Chicagoland

Parishes receive coaching to move ‘from maintenance to mission’

By Michelle Martin | Staff writer
Wednesday, January 8, 2020

Parish leaders gather at their table Oct. 3, 2018, to discuss evangelization during the third day of the Renew My Church Summit. at the Donald E. Stephens Convention Center in Rosemont. On this day, the coaching portion of Renew My Church was introduced to the newly formed parishes. (Karen Callaway/Chicago Catholic)

As parishes move into the “building the new reality” phase of Renew My Church, pastors must figure out how to build a core leadership team to help the parish become a more outward-looking, evangelizing community.

It’s not always easy, pastors said, to know who should be on the team or to know how to work with them. That’s where coaching from Divine Renovation comes.

Divine Renovation is one of the organizations the archdiocese has partnered with to help parishes move “from maintenance to mission.”

“We don’t know what we’re doing with this,” said Father Ryszard Gron, pastor of St. William Parish. “But they do.”

His coach is a deacon based in Arkansas who is working with several other parishes in the United States and in the United Kingdom.

“They have the experience,” Gron said.

While most parishes’ core leadership teams include mostly staff or a combination of staff and volunteers, Gron’s core leadership team includes the principal of St. William School and three lay volunteers.

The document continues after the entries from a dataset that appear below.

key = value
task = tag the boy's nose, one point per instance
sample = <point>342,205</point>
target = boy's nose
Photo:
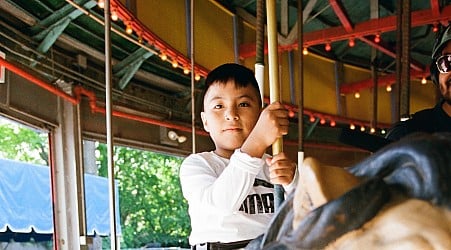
<point>231,115</point>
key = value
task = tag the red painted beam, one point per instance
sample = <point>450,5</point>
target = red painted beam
<point>382,82</point>
<point>414,65</point>
<point>435,7</point>
<point>341,14</point>
<point>371,27</point>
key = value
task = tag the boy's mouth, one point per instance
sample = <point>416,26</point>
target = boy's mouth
<point>232,129</point>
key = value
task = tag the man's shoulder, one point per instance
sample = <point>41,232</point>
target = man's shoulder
<point>419,122</point>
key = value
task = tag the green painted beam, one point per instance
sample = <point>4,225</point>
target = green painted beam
<point>127,68</point>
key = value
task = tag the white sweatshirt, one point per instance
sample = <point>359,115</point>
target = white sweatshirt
<point>229,200</point>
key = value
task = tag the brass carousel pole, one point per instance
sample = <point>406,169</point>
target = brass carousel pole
<point>274,93</point>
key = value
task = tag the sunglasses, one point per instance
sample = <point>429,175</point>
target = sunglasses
<point>444,63</point>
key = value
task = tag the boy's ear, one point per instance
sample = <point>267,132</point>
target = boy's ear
<point>204,121</point>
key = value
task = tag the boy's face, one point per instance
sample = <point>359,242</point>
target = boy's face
<point>445,78</point>
<point>229,115</point>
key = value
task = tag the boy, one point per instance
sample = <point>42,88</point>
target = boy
<point>230,190</point>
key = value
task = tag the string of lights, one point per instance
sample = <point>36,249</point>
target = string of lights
<point>133,27</point>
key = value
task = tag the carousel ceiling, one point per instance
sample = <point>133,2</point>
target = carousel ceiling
<point>63,41</point>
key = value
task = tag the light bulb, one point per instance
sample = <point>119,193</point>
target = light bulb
<point>377,38</point>
<point>101,4</point>
<point>327,47</point>
<point>163,56</point>
<point>128,29</point>
<point>175,64</point>
<point>114,16</point>
<point>423,80</point>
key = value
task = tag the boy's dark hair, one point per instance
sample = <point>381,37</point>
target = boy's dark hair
<point>231,71</point>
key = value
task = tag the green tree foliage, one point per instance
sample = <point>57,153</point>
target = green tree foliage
<point>151,205</point>
<point>152,208</point>
<point>23,144</point>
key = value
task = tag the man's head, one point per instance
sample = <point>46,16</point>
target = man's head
<point>441,63</point>
<point>231,106</point>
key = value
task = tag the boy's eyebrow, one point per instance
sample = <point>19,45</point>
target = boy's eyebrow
<point>218,97</point>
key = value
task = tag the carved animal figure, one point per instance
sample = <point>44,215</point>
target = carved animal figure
<point>398,198</point>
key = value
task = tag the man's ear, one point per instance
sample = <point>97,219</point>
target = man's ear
<point>204,121</point>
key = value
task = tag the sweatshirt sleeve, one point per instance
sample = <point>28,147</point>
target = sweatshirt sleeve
<point>204,184</point>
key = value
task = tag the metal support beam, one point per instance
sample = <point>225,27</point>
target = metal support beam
<point>362,29</point>
<point>341,14</point>
<point>65,150</point>
<point>128,67</point>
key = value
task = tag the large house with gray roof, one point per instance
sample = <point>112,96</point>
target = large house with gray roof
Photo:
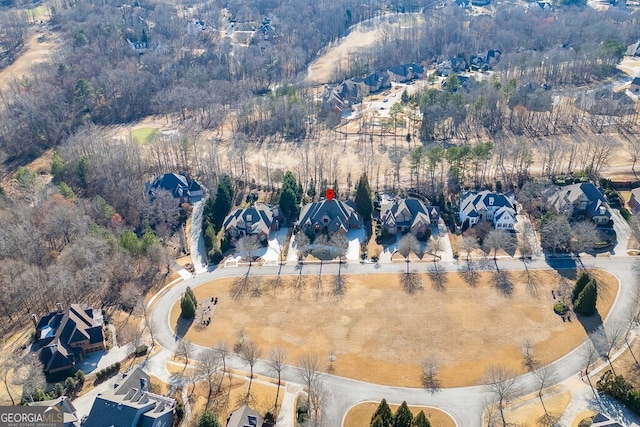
<point>256,220</point>
<point>245,417</point>
<point>65,335</point>
<point>69,413</point>
<point>476,206</point>
<point>183,189</point>
<point>332,216</point>
<point>581,199</point>
<point>408,216</point>
<point>131,404</point>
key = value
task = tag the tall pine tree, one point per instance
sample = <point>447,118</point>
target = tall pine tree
<point>586,302</point>
<point>364,203</point>
<point>383,417</point>
<point>403,416</point>
<point>579,286</point>
<point>421,420</point>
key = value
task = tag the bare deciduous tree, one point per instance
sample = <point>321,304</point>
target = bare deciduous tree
<point>545,376</point>
<point>502,383</point>
<point>184,349</point>
<point>407,244</point>
<point>309,372</point>
<point>529,361</point>
<point>223,352</point>
<point>429,379</point>
<point>208,367</point>
<point>250,352</point>
<point>277,360</point>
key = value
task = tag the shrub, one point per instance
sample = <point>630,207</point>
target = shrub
<point>560,308</point>
<point>586,302</point>
<point>141,350</point>
<point>187,308</point>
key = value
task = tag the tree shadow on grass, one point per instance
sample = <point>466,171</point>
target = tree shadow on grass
<point>565,266</point>
<point>469,273</point>
<point>182,327</point>
<point>503,283</point>
<point>438,277</point>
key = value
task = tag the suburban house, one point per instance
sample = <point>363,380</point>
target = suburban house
<point>581,199</point>
<point>131,404</point>
<point>633,49</point>
<point>634,202</point>
<point>452,65</point>
<point>485,60</point>
<point>330,215</point>
<point>65,335</point>
<point>245,417</point>
<point>635,86</point>
<point>340,98</point>
<point>487,205</point>
<point>408,216</point>
<point>256,220</point>
<point>69,413</point>
<point>405,72</point>
<point>375,82</point>
<point>182,188</point>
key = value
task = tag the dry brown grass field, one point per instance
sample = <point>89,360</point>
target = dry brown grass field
<point>381,334</point>
<point>360,415</point>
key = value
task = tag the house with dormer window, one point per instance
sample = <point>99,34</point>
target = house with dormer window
<point>331,216</point>
<point>256,220</point>
<point>408,216</point>
<point>476,206</point>
<point>581,199</point>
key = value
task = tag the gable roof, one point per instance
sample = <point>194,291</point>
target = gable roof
<point>136,408</point>
<point>68,410</point>
<point>416,209</point>
<point>126,381</point>
<point>340,214</point>
<point>405,70</point>
<point>571,194</point>
<point>59,330</point>
<point>245,417</point>
<point>259,216</point>
<point>178,185</point>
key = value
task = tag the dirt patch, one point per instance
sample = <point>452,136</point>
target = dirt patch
<point>528,411</point>
<point>381,334</point>
<point>37,49</point>
<point>360,415</point>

“We’re a small parish, so we really don’t have staff to do this,” he said.

In most cases, Divine Renovation coaches have online meetings both with the pastor on his own and with the parish’s core leadership team. At St. William, the meetings have gone from every week, alternating between individual meetings and team meetings, to twice a month.

“We prepare the team to take more responsibility,” Gron said.

Vincentian Father Jeremy Dixon, pastor of St. Vincent de Paul Parish, said he and his core leadership team are working on a similar schedule and on similar issues. Both pastors said their coaches have helped them internalize the archdiocesan vision of renewing the church and make it their own.

“How do we want to work on building up a different culture in this parish?” Dixon said. “What do we want it to be? How do we engage more with the broader community, and engage the people whom are already here to take more ownership of their faith?”

Marco Oropeza, chief project management officer for the archdiocese’s Department of Parish Vitality and Mission, said the first thing Divine Renovation coaches do is help the pastor discern whom to invite to be part of the core leadership team. They’re looking for a well-balanced group with a mix of strengths and skills.

Then, as they work through the first steps of becoming a more missionary parish, the coach helps them learn how best to work together.

“They spend time on toxic versus healthy conflict and how to make space for healthy conflict,” Oropeza said. “I think many times people might be afraid to challenge the status quo and that creates space for healthy discussions to move the parish forward.”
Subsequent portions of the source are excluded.